The persistence of the P. aeruginosa cells inoculated into the pilot tanks resulted from the interaction between the cell growth and death rates and from that among the attachment, detachment, and sedimentation processes. The total number of inoculated cells in the water samples and on the bottoms and walls of the tanks decreased in both tanks (Figure 14). Cell death contributed more to the observed cell decline than did growth in the tanks due to low-nutrient conditions.
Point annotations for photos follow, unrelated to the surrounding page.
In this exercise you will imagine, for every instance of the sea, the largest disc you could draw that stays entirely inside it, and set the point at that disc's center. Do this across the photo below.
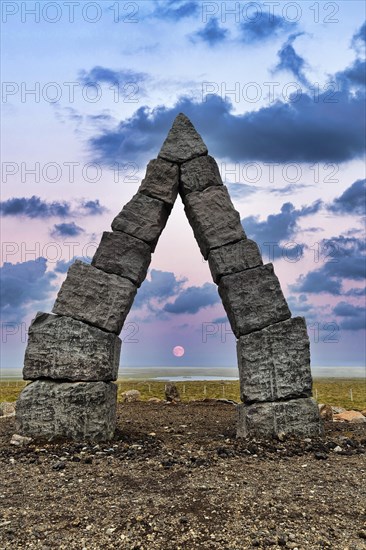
(186, 374)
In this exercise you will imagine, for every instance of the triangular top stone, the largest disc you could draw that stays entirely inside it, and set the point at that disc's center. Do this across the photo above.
(183, 142)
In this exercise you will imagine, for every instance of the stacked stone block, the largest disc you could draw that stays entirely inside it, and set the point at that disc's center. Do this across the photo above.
(272, 348)
(73, 356)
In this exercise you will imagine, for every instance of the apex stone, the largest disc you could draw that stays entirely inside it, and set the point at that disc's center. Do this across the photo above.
(183, 142)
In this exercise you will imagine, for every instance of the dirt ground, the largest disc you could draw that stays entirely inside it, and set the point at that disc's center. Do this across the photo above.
(175, 478)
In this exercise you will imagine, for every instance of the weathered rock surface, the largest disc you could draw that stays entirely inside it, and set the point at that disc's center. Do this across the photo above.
(101, 299)
(213, 218)
(183, 142)
(161, 181)
(130, 396)
(233, 258)
(20, 440)
(198, 174)
(253, 299)
(74, 410)
(65, 349)
(7, 408)
(123, 255)
(355, 417)
(274, 363)
(299, 417)
(142, 217)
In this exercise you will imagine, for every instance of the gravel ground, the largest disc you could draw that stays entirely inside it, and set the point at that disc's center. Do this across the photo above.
(176, 478)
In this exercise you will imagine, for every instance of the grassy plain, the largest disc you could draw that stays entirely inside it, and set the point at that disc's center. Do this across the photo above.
(349, 393)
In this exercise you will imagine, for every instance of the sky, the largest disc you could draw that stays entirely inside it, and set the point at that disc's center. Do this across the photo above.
(277, 91)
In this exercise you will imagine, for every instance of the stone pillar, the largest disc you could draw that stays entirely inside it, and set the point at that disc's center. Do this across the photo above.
(72, 357)
(272, 348)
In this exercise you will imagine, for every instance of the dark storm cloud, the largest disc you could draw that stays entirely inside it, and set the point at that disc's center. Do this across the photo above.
(161, 286)
(302, 130)
(278, 227)
(344, 261)
(67, 229)
(194, 298)
(35, 207)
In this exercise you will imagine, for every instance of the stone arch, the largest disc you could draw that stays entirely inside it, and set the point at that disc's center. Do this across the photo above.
(72, 356)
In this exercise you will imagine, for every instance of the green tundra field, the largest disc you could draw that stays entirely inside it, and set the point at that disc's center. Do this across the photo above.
(349, 393)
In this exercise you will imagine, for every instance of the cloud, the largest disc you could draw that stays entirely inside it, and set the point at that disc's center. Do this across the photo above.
(315, 282)
(161, 286)
(241, 190)
(354, 75)
(91, 208)
(278, 227)
(211, 33)
(330, 129)
(35, 207)
(263, 25)
(24, 284)
(221, 320)
(356, 292)
(62, 266)
(292, 62)
(359, 36)
(346, 262)
(352, 200)
(105, 75)
(194, 298)
(66, 230)
(290, 189)
(355, 316)
(175, 10)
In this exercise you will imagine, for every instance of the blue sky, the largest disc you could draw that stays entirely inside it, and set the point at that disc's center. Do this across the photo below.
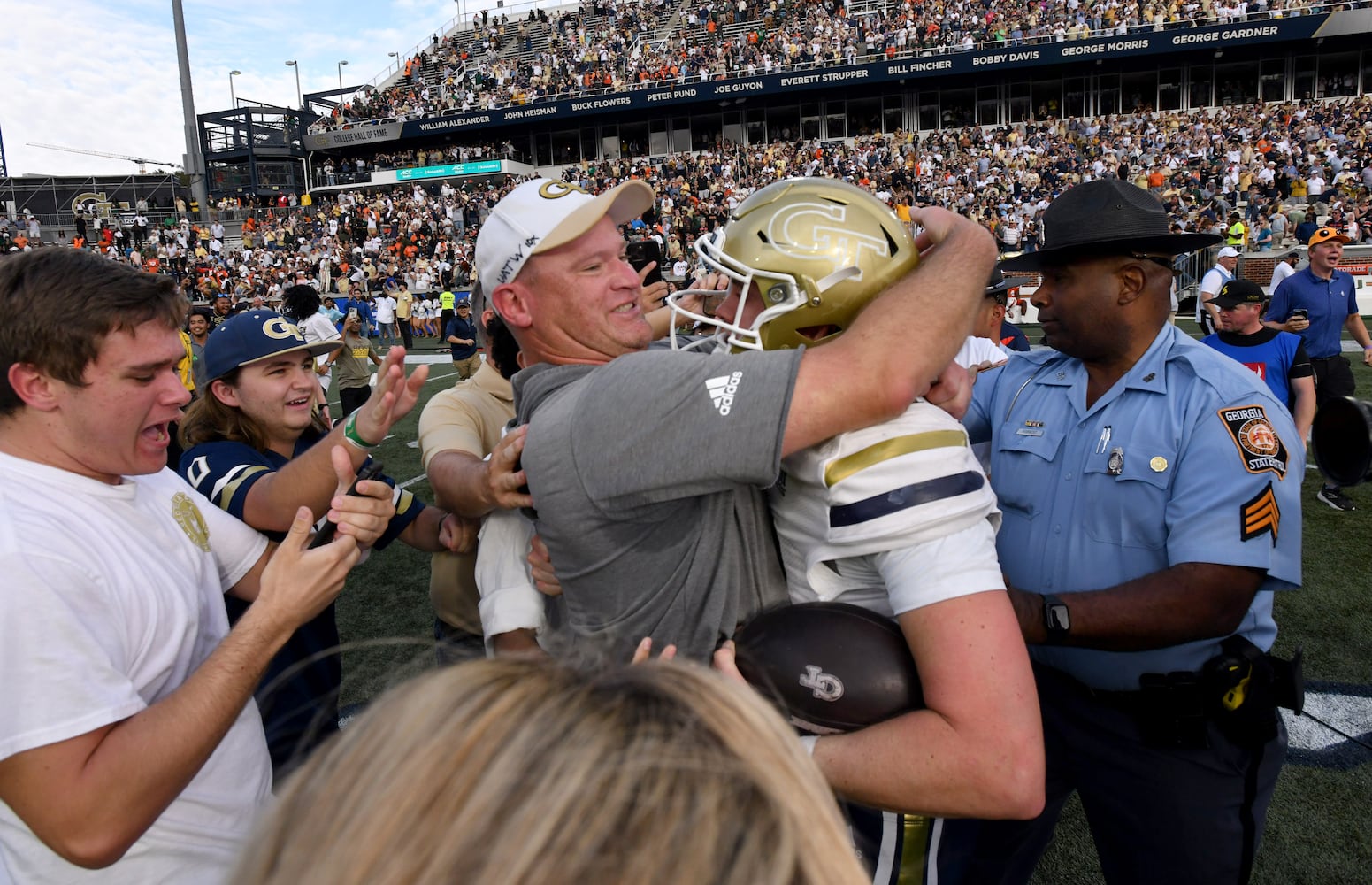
(103, 76)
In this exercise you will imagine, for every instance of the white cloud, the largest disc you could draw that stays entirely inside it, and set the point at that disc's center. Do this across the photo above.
(103, 77)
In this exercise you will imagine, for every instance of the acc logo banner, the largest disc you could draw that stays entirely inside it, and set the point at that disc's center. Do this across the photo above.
(1259, 443)
(811, 231)
(1260, 516)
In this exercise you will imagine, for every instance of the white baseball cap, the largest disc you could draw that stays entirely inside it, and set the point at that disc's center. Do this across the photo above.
(542, 214)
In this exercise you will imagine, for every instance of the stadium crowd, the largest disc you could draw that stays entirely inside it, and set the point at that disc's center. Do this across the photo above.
(604, 45)
(1259, 176)
(1268, 169)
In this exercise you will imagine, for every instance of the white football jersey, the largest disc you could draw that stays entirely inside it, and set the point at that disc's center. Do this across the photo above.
(889, 518)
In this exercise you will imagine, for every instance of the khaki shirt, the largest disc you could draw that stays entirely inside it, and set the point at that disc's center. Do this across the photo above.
(468, 418)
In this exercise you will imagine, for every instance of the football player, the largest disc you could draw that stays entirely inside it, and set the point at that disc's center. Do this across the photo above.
(896, 518)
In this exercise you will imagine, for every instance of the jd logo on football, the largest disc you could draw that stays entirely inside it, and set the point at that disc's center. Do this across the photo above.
(824, 685)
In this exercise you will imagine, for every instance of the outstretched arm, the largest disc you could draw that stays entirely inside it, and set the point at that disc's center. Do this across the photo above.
(834, 389)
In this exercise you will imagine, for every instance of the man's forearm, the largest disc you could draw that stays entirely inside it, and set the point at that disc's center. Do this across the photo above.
(460, 483)
(833, 389)
(305, 481)
(1359, 329)
(1180, 604)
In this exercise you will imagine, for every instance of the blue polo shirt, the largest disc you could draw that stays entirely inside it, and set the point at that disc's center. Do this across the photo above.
(1209, 471)
(1330, 304)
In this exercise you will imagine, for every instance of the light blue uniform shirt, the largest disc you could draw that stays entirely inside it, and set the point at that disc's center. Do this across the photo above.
(1207, 470)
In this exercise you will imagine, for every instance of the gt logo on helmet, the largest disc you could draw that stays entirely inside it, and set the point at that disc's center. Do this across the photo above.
(816, 232)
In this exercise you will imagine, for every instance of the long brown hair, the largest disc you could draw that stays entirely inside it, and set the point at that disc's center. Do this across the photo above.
(209, 419)
(513, 772)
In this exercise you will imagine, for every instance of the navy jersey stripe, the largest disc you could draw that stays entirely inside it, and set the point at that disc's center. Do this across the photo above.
(904, 497)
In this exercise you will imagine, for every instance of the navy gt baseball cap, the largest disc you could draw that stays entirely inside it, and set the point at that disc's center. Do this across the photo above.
(254, 336)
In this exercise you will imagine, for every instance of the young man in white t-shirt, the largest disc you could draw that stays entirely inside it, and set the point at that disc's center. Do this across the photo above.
(128, 735)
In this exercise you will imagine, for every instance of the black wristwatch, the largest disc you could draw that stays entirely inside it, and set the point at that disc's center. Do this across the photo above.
(1057, 620)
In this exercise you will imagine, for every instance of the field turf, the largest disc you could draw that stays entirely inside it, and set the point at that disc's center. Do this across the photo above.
(1320, 824)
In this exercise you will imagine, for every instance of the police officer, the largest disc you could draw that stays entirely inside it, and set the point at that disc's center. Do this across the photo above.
(1150, 489)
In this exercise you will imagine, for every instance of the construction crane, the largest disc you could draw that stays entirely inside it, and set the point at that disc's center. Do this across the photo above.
(142, 161)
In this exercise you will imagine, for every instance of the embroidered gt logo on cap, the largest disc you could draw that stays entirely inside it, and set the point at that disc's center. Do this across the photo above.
(279, 328)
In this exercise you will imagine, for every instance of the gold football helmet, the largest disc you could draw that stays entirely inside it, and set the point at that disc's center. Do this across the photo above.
(814, 250)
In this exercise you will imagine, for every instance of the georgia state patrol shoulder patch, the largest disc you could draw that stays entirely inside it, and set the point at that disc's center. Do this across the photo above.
(1257, 441)
(1260, 515)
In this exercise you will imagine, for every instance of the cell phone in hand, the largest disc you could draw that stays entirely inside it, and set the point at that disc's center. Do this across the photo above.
(641, 253)
(371, 470)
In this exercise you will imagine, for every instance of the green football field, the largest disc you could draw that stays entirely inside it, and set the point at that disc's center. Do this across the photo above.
(1319, 827)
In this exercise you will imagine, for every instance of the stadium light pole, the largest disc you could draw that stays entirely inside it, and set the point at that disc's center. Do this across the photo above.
(194, 161)
(299, 96)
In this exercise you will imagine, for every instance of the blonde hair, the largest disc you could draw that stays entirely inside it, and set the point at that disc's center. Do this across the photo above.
(512, 772)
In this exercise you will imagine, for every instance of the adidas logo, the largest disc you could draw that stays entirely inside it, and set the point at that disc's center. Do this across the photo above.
(722, 391)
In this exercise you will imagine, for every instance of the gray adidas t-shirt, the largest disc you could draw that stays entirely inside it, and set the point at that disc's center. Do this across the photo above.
(647, 475)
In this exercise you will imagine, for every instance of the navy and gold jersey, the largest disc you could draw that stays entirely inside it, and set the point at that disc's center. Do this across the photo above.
(298, 695)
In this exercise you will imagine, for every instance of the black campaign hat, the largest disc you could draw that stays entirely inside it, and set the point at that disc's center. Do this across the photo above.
(1106, 217)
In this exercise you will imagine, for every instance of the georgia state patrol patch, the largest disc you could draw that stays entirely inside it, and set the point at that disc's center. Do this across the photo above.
(1257, 441)
(191, 521)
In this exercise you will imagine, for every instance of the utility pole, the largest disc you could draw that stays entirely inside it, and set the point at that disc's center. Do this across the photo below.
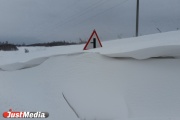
(137, 19)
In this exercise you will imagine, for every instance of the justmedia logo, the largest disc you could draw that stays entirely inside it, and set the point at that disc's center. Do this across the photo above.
(13, 114)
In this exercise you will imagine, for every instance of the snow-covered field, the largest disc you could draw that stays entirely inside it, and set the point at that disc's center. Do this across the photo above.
(126, 79)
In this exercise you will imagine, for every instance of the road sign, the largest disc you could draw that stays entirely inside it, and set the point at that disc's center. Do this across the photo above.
(93, 42)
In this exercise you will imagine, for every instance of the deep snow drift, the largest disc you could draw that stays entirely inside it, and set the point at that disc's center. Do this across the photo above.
(98, 87)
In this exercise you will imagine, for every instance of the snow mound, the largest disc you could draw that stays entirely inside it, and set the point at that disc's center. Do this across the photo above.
(23, 65)
(145, 53)
(143, 47)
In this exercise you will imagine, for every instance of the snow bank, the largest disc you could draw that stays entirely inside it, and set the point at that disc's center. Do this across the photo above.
(98, 87)
(143, 47)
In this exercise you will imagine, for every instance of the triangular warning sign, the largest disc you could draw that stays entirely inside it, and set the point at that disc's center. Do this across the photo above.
(93, 42)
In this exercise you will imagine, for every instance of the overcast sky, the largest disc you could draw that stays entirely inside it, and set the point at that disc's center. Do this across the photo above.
(32, 21)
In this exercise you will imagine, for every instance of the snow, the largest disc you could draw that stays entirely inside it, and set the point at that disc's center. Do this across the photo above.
(100, 84)
(144, 47)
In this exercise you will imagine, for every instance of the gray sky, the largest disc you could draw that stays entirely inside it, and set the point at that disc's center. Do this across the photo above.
(32, 21)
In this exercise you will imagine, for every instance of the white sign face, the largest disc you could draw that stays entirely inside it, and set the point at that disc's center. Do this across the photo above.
(93, 42)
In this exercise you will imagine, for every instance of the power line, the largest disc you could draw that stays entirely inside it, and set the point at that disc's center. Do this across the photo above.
(102, 12)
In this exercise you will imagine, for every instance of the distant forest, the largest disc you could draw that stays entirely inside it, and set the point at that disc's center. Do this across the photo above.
(5, 46)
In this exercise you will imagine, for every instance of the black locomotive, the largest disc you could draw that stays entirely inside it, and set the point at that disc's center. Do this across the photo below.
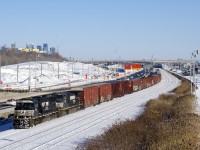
(32, 111)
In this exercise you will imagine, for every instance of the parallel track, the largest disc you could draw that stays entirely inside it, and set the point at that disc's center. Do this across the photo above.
(51, 141)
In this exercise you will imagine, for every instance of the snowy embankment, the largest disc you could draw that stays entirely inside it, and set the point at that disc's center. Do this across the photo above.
(67, 131)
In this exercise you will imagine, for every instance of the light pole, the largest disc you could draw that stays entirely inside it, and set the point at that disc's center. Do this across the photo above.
(17, 72)
(194, 54)
(36, 69)
(29, 80)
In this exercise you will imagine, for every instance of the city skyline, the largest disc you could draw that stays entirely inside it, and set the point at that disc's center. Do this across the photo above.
(105, 29)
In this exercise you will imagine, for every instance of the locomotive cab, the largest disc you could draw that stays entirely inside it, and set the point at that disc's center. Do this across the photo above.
(25, 110)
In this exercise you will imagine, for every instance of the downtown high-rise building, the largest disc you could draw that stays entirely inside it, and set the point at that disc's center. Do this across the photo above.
(45, 47)
(39, 47)
(52, 50)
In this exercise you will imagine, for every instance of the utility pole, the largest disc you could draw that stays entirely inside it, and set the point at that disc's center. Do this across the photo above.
(58, 70)
(35, 69)
(41, 68)
(29, 81)
(191, 75)
(17, 72)
(194, 54)
(0, 67)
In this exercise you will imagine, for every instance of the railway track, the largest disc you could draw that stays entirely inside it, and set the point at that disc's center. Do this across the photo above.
(50, 142)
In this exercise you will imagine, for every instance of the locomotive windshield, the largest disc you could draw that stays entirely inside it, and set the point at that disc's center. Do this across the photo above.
(24, 106)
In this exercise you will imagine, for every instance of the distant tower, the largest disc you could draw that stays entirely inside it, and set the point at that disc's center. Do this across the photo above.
(13, 46)
(29, 46)
(39, 47)
(52, 50)
(45, 47)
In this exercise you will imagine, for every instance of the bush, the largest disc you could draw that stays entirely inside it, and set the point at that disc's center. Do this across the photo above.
(168, 122)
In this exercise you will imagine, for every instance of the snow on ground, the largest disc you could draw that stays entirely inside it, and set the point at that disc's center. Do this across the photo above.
(65, 132)
(44, 75)
(197, 82)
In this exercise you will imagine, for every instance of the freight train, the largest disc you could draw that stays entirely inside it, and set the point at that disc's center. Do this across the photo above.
(32, 111)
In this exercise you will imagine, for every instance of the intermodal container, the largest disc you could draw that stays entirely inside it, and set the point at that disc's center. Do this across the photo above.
(105, 92)
(127, 66)
(91, 96)
(117, 89)
(137, 85)
(128, 87)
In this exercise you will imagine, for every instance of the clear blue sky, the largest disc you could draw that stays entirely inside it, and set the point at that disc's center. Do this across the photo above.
(104, 29)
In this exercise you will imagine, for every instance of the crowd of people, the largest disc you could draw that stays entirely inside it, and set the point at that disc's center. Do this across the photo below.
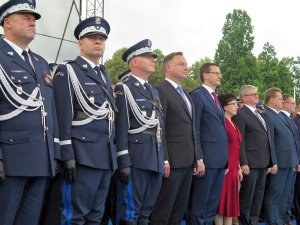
(75, 150)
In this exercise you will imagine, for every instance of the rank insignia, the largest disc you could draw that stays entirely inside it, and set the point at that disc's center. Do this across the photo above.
(19, 90)
(47, 78)
(92, 99)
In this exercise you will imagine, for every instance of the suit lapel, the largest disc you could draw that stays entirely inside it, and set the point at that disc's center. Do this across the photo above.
(212, 102)
(174, 92)
(254, 117)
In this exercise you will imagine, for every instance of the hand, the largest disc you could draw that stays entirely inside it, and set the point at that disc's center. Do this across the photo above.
(274, 170)
(298, 168)
(226, 171)
(57, 166)
(200, 169)
(240, 174)
(245, 169)
(167, 170)
(124, 174)
(2, 173)
(70, 170)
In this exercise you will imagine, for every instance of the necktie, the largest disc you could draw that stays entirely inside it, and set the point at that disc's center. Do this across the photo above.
(26, 57)
(181, 92)
(100, 74)
(260, 119)
(148, 88)
(216, 100)
(282, 118)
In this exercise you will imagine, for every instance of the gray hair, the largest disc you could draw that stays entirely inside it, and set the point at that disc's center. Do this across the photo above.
(245, 89)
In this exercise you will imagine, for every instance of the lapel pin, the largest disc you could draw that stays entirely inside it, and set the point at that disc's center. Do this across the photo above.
(47, 77)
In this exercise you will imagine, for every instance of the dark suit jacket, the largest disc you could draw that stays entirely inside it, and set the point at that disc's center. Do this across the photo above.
(22, 145)
(293, 127)
(282, 140)
(256, 144)
(179, 132)
(211, 137)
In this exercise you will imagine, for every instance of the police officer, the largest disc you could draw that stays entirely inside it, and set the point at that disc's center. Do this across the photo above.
(85, 110)
(27, 118)
(138, 135)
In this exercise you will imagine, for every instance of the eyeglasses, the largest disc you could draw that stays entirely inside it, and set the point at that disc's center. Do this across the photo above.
(232, 103)
(253, 95)
(291, 103)
(216, 73)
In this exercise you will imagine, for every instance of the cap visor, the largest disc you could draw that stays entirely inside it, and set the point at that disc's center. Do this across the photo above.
(93, 33)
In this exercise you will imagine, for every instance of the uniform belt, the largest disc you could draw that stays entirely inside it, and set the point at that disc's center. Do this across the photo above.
(79, 115)
(151, 131)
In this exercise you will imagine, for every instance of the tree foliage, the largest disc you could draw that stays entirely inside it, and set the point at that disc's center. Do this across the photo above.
(234, 56)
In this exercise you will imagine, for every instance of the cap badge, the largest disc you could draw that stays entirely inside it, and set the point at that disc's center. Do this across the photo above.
(97, 20)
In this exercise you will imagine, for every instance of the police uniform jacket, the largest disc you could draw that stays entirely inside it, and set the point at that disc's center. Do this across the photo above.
(89, 144)
(24, 149)
(139, 150)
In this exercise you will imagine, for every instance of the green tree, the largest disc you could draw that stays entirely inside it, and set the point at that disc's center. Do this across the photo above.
(234, 56)
(193, 79)
(275, 72)
(115, 66)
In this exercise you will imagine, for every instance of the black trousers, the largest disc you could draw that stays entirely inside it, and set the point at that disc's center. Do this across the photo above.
(173, 197)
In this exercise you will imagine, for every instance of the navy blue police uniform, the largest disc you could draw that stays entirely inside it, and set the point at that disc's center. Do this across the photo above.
(138, 136)
(29, 144)
(85, 110)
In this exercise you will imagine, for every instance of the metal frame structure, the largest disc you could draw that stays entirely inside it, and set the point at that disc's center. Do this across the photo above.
(94, 8)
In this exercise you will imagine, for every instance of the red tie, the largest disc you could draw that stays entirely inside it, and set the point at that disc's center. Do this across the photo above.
(216, 100)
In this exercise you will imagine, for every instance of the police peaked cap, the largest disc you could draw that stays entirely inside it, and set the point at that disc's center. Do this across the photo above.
(141, 48)
(92, 26)
(18, 6)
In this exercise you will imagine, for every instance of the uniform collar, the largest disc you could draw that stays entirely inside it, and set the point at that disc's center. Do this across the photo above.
(139, 79)
(16, 47)
(173, 83)
(89, 62)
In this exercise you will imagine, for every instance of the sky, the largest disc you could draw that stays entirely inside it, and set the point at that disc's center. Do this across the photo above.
(191, 26)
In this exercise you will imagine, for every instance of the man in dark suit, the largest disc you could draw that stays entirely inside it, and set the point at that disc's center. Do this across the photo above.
(138, 136)
(179, 143)
(211, 143)
(278, 186)
(255, 155)
(296, 116)
(28, 125)
(287, 111)
(85, 110)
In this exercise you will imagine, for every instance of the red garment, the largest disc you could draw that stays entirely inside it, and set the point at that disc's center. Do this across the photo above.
(229, 204)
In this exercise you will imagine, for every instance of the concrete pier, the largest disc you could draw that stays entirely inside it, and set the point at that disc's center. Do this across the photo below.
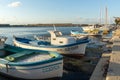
(99, 72)
(114, 65)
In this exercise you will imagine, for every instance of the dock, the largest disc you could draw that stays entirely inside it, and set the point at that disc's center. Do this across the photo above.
(114, 65)
(108, 68)
(99, 71)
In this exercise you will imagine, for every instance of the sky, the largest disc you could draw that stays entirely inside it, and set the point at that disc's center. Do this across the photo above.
(58, 11)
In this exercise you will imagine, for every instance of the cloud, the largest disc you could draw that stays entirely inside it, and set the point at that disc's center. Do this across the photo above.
(14, 4)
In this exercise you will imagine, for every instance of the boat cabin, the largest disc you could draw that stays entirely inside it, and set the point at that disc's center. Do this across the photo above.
(58, 39)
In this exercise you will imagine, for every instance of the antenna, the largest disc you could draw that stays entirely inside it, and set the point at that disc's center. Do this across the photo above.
(54, 27)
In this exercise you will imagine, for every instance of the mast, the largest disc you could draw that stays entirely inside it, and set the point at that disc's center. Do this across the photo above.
(106, 16)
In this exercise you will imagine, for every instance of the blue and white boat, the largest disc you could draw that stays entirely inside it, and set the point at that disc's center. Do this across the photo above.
(28, 64)
(76, 32)
(67, 45)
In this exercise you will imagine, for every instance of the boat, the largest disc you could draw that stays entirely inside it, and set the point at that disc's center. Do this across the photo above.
(66, 45)
(78, 32)
(88, 28)
(20, 63)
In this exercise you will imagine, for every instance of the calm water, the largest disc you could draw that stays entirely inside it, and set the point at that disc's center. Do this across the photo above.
(29, 31)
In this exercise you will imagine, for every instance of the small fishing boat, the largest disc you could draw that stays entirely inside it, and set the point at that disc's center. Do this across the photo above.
(76, 32)
(28, 64)
(67, 45)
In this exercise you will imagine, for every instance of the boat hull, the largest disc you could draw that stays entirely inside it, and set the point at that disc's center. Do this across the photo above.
(45, 71)
(68, 50)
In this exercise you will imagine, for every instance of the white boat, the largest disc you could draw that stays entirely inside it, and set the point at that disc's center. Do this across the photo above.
(88, 28)
(78, 32)
(66, 45)
(27, 64)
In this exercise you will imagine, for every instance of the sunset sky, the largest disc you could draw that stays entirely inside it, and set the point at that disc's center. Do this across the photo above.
(57, 11)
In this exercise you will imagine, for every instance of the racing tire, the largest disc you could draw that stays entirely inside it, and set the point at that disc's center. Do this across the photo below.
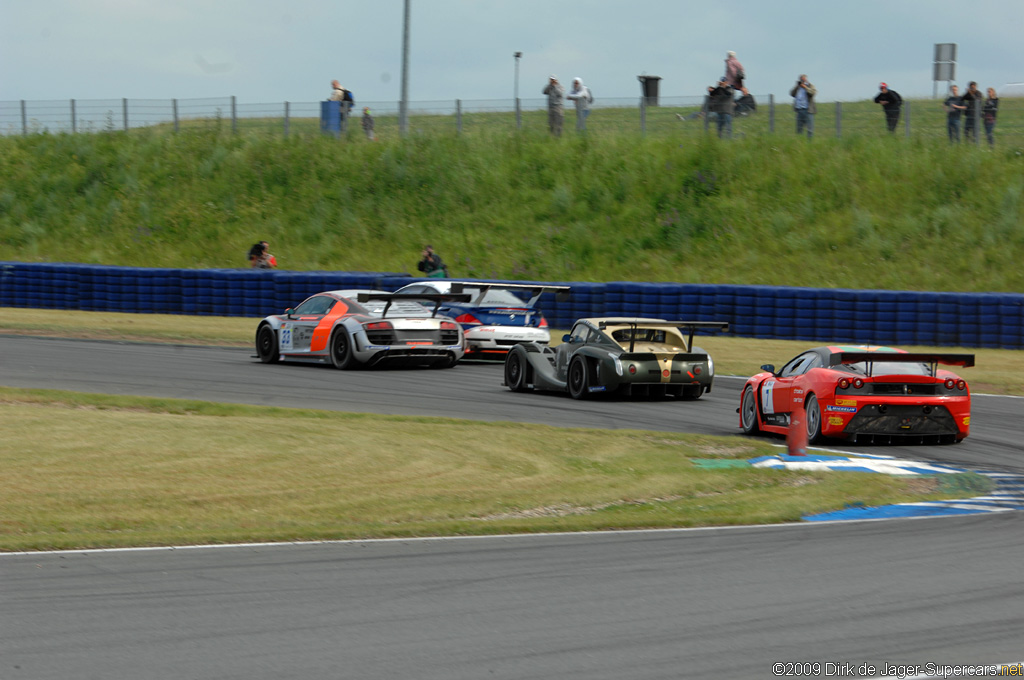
(266, 344)
(516, 372)
(812, 414)
(578, 378)
(341, 350)
(749, 411)
(449, 362)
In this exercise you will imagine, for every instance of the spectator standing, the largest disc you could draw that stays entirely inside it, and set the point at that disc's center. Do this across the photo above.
(430, 263)
(260, 257)
(891, 102)
(954, 109)
(722, 104)
(988, 115)
(973, 99)
(803, 104)
(556, 110)
(734, 74)
(581, 95)
(368, 124)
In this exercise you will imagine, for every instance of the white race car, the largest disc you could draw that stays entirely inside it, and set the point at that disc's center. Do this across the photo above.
(363, 328)
(495, 319)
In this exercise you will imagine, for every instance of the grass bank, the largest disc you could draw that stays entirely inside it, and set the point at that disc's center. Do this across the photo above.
(997, 371)
(92, 471)
(869, 211)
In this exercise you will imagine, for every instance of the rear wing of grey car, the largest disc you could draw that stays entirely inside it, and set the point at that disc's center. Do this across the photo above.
(535, 290)
(690, 328)
(436, 298)
(933, 359)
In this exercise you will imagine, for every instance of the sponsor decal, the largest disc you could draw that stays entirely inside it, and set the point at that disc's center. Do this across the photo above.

Figure 15 shows the removal rate of P. aeruginosa from the water of the two pilot tanks. Ninety-nine percent of the inoculated P. aeruginosa was removed after 4 days in Pilot Tank 2 and after 5 days in Pilot Tank 1. The faster removal rate in Pilot Tank 2 was due to its higher S/V ratio.

Figure 14.

Total amount of Pseudomonas aeruginosa inoculated in pilot-scale tanks. . [Student’s t-test; P < 0.05 except Day 0 (P = 0.55) and 3 (P = 0.15)].

Figure 15.

Removal rate of Pseudomonas aeruginosa inoculated in the water of the two pilot tanks.

3.3.2. Microbial behaviour of P. aeruginosa put into the rainwater tanks

The number of P. aeruginosa in the water decreased by 3–4 log units, indicating that the death, attachment and sedimentation processes dominated the overall dynamics (Figure 16A). The removal rate of P. aeruginosa in the water phase was −0.57 log10 cells ml−1 day−1 (r2 = 0.93) in Pilot Tank 1 and −0.74 log10 cells ml−1 day−1 (r2 = 0.98) in Pilot Tank 2. A faster removal rate was shown in the tanks with higher S/V ratios.

Figure 16.

Behavior of Pseudomonas aeruginosa inoculated in (A) the water and on the (B) wall and (C) bottom of the8 pilot-scale tanks. [Student’s t-test; (A) P < 0.05 except Day 0 (P = 0.51); (B) P < 0.1 except Day 0 (P = 0.17) and 1 (P = 0.14); (C) P < 0.01 except Day 7 (P = 0.10)].

The number of attached P. aeruginosa cells increased over 4 days in Pilot Tank 1 and over 3 days in Pilot Tank 2 (Figure 16B). Their attachment to the biofilm on the wall was initially dominant, and more bacteria were attached in Pilot Tank 2 because of the higher S/V ratio.

After 4 days, the number of attached P. aeruginosa cells declined by 2–3 log units, indicating that the death or detachment processes were the dominant bacterial dynamics on the wall (Figure 16B). Established biofilms developed from indigenous river water bacteria have been shown to reduce the persistence of introduced E. coli and other enteric pathogens [36]. Banning et al. [37] showed that, under certain conditions, the presence of mixed-populated biofilms may limit the survival potential of enteric bacteria pathogens introduced into groundwater. In addition, biofilm dynamics changes and pathogen persistence are affected by increasing in nutrient levels. It was reported that a significant decrease in the survival rate of the Campylobacter jejuni strain in heterogeneous tap-water biofilms following the addition of serine, a carbon source favoured by C. jejuni, and a concurrent increase in the number of indigenous biofilm microflora [38]. These studies demonstrate that, under certain conditions, biofilms represent sites of intensified competition for limited nutrients. Therefore, for the biofilms in oligotrophic rainwater tanks, a decrease in P. aeruginosa cells may result from the nutrients competition with indigenous microbial communities.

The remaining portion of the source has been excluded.